Arjowiggins is planning to file petitions to open safeguard and receivership proceedings for some of its French subsidiaries.
The move, which was revealed by parent company Sequana yesterday (7 January), follows the termination of Sequana’s planned €125m deal to sell Arjowiggins’ €528m (£473m) turnover Graphic and Creative Papers businesses to Dutch firm Fineska, which fell through after the buyer pulled out due to deteriorating market conditions.
Earlier yesterday, Sequana had requested to suspend trading of its shares on the Paris Stock Exchange.
A statement released by Sequana said Arjowiggins and the French companies Arjowiggins Papers and Arjowiggins Creative Papers will now petition the Commercial Court of Nanterre to open a preventive safeguard procedure (sauvegarde) in their favour to “protect their interests” [provide them with temporary creditor protection in France].
The move would see Arjowiggins’ French subsidiaries operating the mills of Bessé-sur-Braye, Le Bourray and Greenfield filing petitions to open receivership proceedings (redressement judiciaire). These petitions are set to be reviewed by the Commercial Court at a hearing taking place today.
The 568-staff Bessé-sur-Braye mill has two paper machines and produces Cocoon, Cyclus and the MCS product range as well as coated specialities and laminated paper.
Le Bourray has 262 staff and produces the Eural brand, RePrint, Cyclus, Kaleido tissue paper and the whole Office ranges on three paper machines. Greenfield, meanwhile, employs 76 staff and handles premium quality recycled pulp production.
Arjowiggins’ Priplak and Arjobex subsidiaries are unaffected by these procedures and the group said it is “reviewing its various strategic options” regarding its subsidiaries outside France jointly with their local managers, with the ultimate aim to minimise the impact of the French procedures.
The group’s UK subsidiaries include the Stoneywood mill in Scotland and the Chartham translucent papers mill in Kent.
“Under the aegis of receivers appointed by the Commercial Court, the safeguard or receivership procedure would enable Arjowiggins to seek all potential solutions likely to secure the continuity of business of Arjowiggins’ Graphic and Creative Papers divisions in the context of a sustainably viable takeover plan, while preserving the interests of its employees, customers, suppliers and stakeholders,” the company said in the statement.
The French public authorities have been informed of the group’s situation and have already indicated that they would support the various processes undertaken to find buyers for the different Arjowiggins businesses.
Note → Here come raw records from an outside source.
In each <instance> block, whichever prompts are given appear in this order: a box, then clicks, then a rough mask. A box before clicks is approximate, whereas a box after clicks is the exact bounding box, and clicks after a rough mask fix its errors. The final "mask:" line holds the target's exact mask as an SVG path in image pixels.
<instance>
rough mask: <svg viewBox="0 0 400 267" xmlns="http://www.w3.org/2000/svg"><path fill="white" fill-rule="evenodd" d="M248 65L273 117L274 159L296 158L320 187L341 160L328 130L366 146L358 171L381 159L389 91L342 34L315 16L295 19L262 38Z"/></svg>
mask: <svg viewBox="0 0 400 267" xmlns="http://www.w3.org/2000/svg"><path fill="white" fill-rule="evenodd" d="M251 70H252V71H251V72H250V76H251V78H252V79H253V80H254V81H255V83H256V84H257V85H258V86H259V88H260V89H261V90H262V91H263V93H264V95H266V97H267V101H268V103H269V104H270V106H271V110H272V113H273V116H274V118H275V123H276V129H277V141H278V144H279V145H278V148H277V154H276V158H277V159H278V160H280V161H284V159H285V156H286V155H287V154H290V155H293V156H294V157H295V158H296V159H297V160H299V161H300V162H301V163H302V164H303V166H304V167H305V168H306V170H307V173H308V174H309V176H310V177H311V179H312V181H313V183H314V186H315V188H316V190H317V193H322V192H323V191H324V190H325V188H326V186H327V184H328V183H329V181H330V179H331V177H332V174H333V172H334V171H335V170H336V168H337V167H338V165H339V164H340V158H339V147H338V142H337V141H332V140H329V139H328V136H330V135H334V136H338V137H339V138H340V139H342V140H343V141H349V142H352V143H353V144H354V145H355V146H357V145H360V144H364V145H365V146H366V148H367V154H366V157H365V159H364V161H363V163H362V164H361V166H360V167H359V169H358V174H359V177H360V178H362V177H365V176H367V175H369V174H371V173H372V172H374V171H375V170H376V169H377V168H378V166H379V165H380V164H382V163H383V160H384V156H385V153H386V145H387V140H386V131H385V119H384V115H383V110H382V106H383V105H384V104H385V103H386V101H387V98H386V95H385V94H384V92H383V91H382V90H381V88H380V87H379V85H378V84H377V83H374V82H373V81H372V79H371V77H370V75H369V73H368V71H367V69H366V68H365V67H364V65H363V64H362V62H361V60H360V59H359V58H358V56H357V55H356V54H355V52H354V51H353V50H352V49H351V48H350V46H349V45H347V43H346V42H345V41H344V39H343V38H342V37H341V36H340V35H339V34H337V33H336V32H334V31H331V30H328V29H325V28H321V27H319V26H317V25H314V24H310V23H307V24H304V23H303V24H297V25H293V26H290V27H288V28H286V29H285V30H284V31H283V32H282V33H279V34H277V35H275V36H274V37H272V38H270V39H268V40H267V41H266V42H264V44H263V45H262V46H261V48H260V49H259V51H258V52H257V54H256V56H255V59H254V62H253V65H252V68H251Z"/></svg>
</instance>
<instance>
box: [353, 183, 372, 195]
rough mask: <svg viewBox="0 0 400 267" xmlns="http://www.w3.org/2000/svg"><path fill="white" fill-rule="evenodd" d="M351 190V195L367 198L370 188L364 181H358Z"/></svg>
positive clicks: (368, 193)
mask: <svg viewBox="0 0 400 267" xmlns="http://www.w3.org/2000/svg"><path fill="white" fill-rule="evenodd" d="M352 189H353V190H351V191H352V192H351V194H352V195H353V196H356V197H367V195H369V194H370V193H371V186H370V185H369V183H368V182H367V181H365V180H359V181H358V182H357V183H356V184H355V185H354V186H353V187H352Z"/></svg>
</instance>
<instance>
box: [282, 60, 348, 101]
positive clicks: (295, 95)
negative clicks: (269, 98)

After restructuring its printing and writing paper businesses in 2014, Arjowiggins had refocused on technical and specialty papers.
The group said that while it had “demonstrated its ability to generate positive cashflows” during this period, since July 2017 it has suffered “an unprecedented and steady increase of its external costs, particularly for paper pulp that has reached a record historical high in the past few months, in an environment of structurally declining volumes of printing and writing papers”.
The group added that even with “significant” price increases, it had been unable to offset the rise of its variable costs.
Additionally, it said its long-running litigation with British American Tobacco (BAT) related to €578m in contested dividends has caused “major mistrust” from its business partners, in particular its credit insurers who have scaled down their exposure to Arjowiggins, leading to tensions on working capital requirements.
Sequana concluded that, under these circumstances, Arjowiggins “has therefore been forced to initiate the required measures to continue operating its business under the best possible conditions” and that the group is “confident in its ability to find buyers for these businesses”.
While Sequana floated Antalis as a separate business in 2017, the group still holds a 75.21% stake in the paper distributor.
Antalis regional managing director for UK, Ireland and South Africa David Hunter moved to reassure customers that it was “100% business as usual” at Antalis.
He said: “We are entirely separate companies, and we have our own listing. We operate quite independently, although we have historic connections of course.
“But [Arjowiggins] have been a good supplier for many years and we share a lot of history – they are a reasonable sized supplier to us but by far they’re not one of our largest suppliers.
“From a service point of view, we don’t envisage any short or medium-term issues, the plans seem to be progressing quite well and we are sat on good stocks. We watch with interest what’s going to happen, and we wish them well.
“Whatever happens, it’s going to be an unsettling period for [Arjo] employees, but my hope and expectation is that they will come out of it well. But from an Antalis point of view, it is an arm’s length relationship – they are a supplier and that’s it.”
A paper industry source added: “How this will pan out is incredibly difficult to predict in my view. We all know that the French government work very hard to protect manufacturing jobs, so I wouldn’t be surprised if the current position is held for some length of time whilst a buyer is sought.
“That said, who would want to buy these assets? They are ageing mills that are trying to compete in a world that has been commoditised whilst input costs are rising at incredible rates.
“In my view, any buyer would be looking to convert the papermaking to more profitable areas – packaging, perhaps, but that seems to be becoming ‘overcrowded’. I think the Greenfield recycled pulp site still has some value so someone may express an interest in that alone.
“The big question, and I don’t have the answer, is what happens if the legal case with BAT goes against them.”